[c. 25 Novembre 1777]
Je n'ai reçu, monsieur, que le 18 de novembre votre paquet du 12 d'octobre.
J'ai fait lire à m. le marquis de Villette, et à quelques amis qui passent le reste de l'automne dans ma chaumière, l'ouvrage plein d'esprit, de beaux vers, et de vérités, dont vous m'avez gratifié. Je ne compte point pour des vérités les politesses que vous me faites dans cet écrit si agréable, et je ne suis point surpris qu'on vous ait refusé la permission d'imprimer l'éloge que vous faites d'un homme peu agréable au ministère et à l'ordre des avocats: vous sentez que des ennemis se tiennent pour insultés quand on loue leurs ennemis.

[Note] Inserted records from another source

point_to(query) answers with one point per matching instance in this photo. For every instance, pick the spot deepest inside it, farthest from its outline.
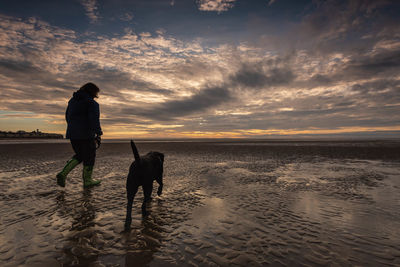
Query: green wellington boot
(61, 176)
(87, 177)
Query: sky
(205, 68)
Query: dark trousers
(85, 150)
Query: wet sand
(224, 204)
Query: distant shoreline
(6, 135)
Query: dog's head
(160, 156)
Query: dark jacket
(82, 116)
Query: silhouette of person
(83, 120)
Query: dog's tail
(135, 152)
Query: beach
(250, 203)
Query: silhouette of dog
(142, 172)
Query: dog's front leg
(130, 196)
(160, 185)
(147, 189)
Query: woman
(83, 119)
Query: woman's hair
(91, 89)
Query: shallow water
(224, 204)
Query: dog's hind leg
(147, 189)
(130, 196)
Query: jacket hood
(80, 94)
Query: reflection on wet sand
(229, 205)
(141, 244)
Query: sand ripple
(224, 205)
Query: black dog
(142, 172)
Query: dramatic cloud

Vous ne trouverez pas, monsieur, beaucoup de secours pour votre édition parmi les libraires de Suisse et de Genève: il y en a de riches qui n'impriment que de gros livres de bibliothèque; il y en a de pauvres qui ne débitent que des almanachs, mais aucun qui sache encourager le mérite d'un homme de lettres. Vous ne trouverez nulle ressource pour vos œuvres dans toute la librairie de ce pays là. Il y a bientôt trente ans que j'y suis; vous pourrez dire de moi:
Vous jouissez d'un sort contraire, quand vous avez le bonheur d'être chez m. Dupaty. Il daigna autrefois honorer ma retraite de sa présence, lorsqu'il était un peu victime de son éloquence et de son courage: c'est un homme d'un rare mérite, et qui est fait pour sentir le vôtre. Je vous supplie, monsieur, de vouloir bien lui dire combien nous sommes flattés, ma nièce et moi, de son souvenir. Je lui envie le plaisir qu'il a de vous posséder chez lui. Je voudrais pouvoir partager vos peines, et goûter avec vous tous les plaisirs de l'esprit; mais j'ai quatre-vingt-quatre ans, je suis accablé de souffrances de toute espèce, et je n'ai plus qu'à mourir.